Microsoft Enterprise Library:

What:

The Microsoft Enterprise Library is a collection of reusable software components (application blocks) designed to assist software developers with common enterprise development cross-cutting concerns (such as logging, validation, data access, exception handling, and many others). They are provided as source code, test cases, and documentation that can be used “as is,” extended, or modified by developers to use on complex, enterprise-level line-of-business development projects.

Why:

Ø       Application blocks are a type of guidance, the design of application blocks encapsulates the Microsoft recommended and proven practices for .NET application development. These good practices are demonstrated in the overall design of the Enterprise Library, as well in the context-specific guidelines in the design of individual application blocks.

Ø       Software developers can add application blocks to .NET applications quickly and easily. For example, the Data Access Application Block provides access to the most frequently used features of ADO.NET, exposing them through easily used classes. In some cases, application blocks also add related functionality not directly supported by the underlying class libraries.

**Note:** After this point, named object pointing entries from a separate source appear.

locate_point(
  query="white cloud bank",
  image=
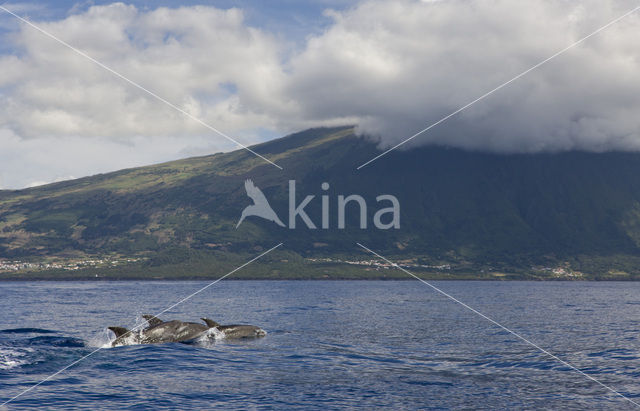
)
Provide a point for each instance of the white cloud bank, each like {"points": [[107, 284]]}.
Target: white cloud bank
{"points": [[393, 67]]}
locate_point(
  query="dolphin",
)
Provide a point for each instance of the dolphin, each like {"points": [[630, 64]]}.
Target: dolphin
{"points": [[236, 330], [159, 331]]}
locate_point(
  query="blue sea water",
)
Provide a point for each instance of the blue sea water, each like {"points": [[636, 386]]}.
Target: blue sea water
{"points": [[330, 344]]}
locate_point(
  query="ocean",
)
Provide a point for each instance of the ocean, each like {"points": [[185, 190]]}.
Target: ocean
{"points": [[329, 344]]}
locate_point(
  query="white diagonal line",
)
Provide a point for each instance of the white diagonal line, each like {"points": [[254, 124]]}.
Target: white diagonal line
{"points": [[500, 325], [501, 86], [133, 83], [139, 325]]}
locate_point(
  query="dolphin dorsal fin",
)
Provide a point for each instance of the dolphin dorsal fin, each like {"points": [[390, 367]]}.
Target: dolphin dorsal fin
{"points": [[210, 323], [119, 331], [152, 320]]}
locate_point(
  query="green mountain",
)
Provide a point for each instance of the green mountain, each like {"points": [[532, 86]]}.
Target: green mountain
{"points": [[463, 215]]}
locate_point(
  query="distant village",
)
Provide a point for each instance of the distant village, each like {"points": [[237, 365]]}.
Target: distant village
{"points": [[7, 266], [376, 263]]}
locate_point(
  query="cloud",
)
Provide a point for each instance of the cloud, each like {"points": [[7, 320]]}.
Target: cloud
{"points": [[392, 67], [399, 66], [189, 55]]}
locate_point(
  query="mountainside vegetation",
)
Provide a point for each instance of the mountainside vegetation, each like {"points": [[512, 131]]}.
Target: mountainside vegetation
{"points": [[463, 215]]}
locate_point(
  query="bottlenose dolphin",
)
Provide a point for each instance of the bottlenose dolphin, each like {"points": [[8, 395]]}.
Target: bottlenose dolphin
{"points": [[160, 331], [236, 330]]}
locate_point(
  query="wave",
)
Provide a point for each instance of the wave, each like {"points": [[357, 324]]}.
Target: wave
{"points": [[14, 357]]}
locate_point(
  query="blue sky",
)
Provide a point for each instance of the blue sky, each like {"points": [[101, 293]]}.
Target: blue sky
{"points": [[261, 69]]}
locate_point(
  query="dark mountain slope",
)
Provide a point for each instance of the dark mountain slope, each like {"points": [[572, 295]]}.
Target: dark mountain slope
{"points": [[472, 210]]}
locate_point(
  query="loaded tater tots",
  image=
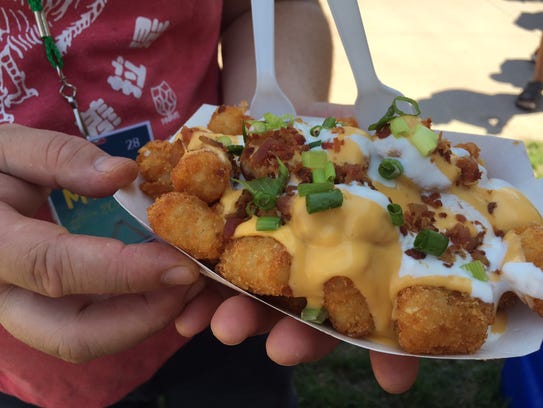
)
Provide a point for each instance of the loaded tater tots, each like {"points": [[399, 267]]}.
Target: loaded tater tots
{"points": [[393, 234]]}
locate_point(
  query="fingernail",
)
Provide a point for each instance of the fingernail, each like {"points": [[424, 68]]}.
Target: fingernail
{"points": [[179, 275], [105, 164]]}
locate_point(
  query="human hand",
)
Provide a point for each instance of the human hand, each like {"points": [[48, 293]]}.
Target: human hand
{"points": [[290, 342], [73, 296]]}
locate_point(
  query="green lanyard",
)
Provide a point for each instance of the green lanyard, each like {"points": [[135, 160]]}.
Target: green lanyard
{"points": [[67, 90]]}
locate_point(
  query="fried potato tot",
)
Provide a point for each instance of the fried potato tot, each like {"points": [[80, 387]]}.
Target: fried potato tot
{"points": [[203, 173], [228, 120], [435, 320], [347, 308], [155, 161], [260, 265], [187, 222]]}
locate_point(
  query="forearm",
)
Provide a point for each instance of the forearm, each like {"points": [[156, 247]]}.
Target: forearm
{"points": [[303, 51]]}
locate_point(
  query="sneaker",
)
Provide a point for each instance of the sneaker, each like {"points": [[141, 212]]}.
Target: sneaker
{"points": [[530, 96]]}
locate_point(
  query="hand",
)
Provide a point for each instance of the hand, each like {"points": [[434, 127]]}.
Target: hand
{"points": [[73, 296], [289, 342]]}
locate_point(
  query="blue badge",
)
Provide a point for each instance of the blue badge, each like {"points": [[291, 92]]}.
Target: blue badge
{"points": [[104, 217]]}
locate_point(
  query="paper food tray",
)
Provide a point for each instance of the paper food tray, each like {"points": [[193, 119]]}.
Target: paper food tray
{"points": [[504, 158]]}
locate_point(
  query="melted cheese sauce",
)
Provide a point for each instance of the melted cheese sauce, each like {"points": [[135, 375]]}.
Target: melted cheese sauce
{"points": [[358, 240]]}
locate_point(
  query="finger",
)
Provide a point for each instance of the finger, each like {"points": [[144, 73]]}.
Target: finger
{"points": [[240, 317], [21, 195], [57, 160], [395, 374], [80, 328], [292, 342], [197, 315], [44, 258]]}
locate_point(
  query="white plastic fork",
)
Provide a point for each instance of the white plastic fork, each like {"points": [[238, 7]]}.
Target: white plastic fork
{"points": [[373, 97], [268, 95]]}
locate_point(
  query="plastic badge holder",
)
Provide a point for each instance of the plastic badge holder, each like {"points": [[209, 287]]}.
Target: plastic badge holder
{"points": [[504, 158]]}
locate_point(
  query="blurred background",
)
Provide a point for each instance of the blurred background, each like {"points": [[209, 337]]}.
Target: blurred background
{"points": [[465, 61]]}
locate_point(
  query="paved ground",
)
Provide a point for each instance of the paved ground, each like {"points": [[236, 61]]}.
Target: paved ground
{"points": [[465, 61]]}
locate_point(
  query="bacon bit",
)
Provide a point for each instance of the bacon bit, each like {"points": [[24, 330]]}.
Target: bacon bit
{"points": [[461, 218], [472, 148], [415, 253], [491, 207], [433, 200], [469, 170]]}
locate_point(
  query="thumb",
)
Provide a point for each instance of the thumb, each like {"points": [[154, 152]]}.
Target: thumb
{"points": [[54, 159]]}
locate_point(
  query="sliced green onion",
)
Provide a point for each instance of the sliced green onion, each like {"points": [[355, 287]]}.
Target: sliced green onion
{"points": [[394, 111], [390, 168], [318, 176], [431, 242], [268, 223], [329, 123], [236, 150], [316, 143], [477, 269], [314, 314], [315, 130], [396, 214], [329, 172], [323, 201], [424, 139], [224, 140], [305, 189], [314, 159]]}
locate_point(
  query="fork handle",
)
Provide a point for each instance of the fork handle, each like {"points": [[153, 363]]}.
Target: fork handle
{"points": [[263, 32], [349, 24]]}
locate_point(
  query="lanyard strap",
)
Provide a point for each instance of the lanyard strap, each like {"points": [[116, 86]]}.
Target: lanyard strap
{"points": [[67, 90]]}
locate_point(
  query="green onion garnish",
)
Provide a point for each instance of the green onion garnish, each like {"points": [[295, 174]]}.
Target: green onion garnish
{"points": [[390, 168], [431, 242], [314, 314], [314, 159], [305, 189], [315, 130], [316, 143], [268, 223], [394, 111], [477, 269], [323, 201], [396, 214], [329, 123], [266, 190]]}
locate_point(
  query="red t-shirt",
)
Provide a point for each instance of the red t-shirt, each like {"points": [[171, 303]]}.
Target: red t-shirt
{"points": [[131, 62]]}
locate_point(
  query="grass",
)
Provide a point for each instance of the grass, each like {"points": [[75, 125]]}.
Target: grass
{"points": [[344, 378]]}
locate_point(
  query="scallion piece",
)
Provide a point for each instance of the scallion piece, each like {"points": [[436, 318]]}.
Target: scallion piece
{"points": [[477, 269], [396, 214], [314, 314], [305, 189], [390, 168], [431, 242], [315, 130], [314, 159], [268, 223], [316, 143], [323, 201]]}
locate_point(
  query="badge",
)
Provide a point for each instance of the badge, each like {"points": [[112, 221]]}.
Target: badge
{"points": [[104, 217]]}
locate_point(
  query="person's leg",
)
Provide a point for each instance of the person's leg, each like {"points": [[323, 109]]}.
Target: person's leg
{"points": [[530, 96]]}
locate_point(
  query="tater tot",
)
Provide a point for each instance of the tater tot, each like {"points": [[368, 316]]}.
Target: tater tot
{"points": [[228, 120], [155, 161], [435, 320], [260, 265], [203, 173], [187, 222], [347, 308]]}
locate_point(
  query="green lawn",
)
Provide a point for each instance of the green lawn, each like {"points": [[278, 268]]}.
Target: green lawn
{"points": [[344, 378]]}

Ø       They generally have strict security, reliability, and performance requirements.

Goals:

  • Consistency. All Enterprise Library application blocks feature consistent design patterns and implementation approaches.
  • Extensibility. All application blocks include defined extensibility points that allow developers to customize the behavior of the application blocks by adding their own code.
  • Ease of use. Enterprise Library offers numerous usability improvements, including a graphical configuration tool, a simpler installation procedure, and clearer and more complete documentation and samples.
  • Integration. Enterprise Library application blocks are designed to work well together or individually.

Common Scenarios

Enterprise Library can be useful in a variety of situations:

  • Enterprise Library provides enough functionality to support many common scenarios that enterprise-level applications must address.
  • Enterprise Library can serve as the basis for a custom library. You can take advantage of the extensibility points incorporated in each application block and extend the application block by supplying new providers. You can also modify the source code for the existing application blocks to incorporate new functionality. You can also add new application blocks to Enterprise Library. You can either develop extensions for existing application blocks and new application blocks yourself, or you can use extensions and application blocks developed by others.
  • Enterprise Library is designed so that its application blocks can function independently of each other. You have to add only the application blocks that your application will use; you do not have to add the entire library.
  • Enterprise Library includes the source code and the unit tests for all application blocks. This means you can modify the application blocks to merge into your existing library or you can use parts of the Enterprise Library source code in other application blocks or applications that you build.
  • Enterprise Library includes documentation, Quick Start samples, and source code. You can use the library as a tool for learning architectural, design, and coding best practices.

Various Blocks:

  • Caching Application Block. Developers can use this application block to incorporate a cache in their applications. Pluggable cache providers are supported.
  • Cryptography Application Block. Developers can use this application block to incorporate hashing and symmetric encryption in their applications.
  • Data Access Application Block. Developers can use this application block to incorporate standard database functionality in their applications.
  • Exception Handling Application Block. Developers and policy makers can use this application block to create a consistent strategy for processing exceptions that occur throughout the architectural layers of enterprise applications.
  • Logging Application Block. Developers can use this application block to include standard logging functionality in their applications.
  • Policy Injection Application Block. Developers can use this application block to implement interception policies that can be used to streamline the implementation of common features, such as logging, caching, exception handling, and validation, across a system.
  • Security Application Block. Developers can use this application block to incorporate authorization and security caching functionality in their applications.
  • Unity Application Block. Developers can use this application block as a lightweight and extensible dependency injection container with support for constructor, property, and method call injection.
  • Validation Application Block. Developers can use this application block to create validation rules for business objects that can be used across different layers of their applications.

In my next posts, I’ll dig into details of each block.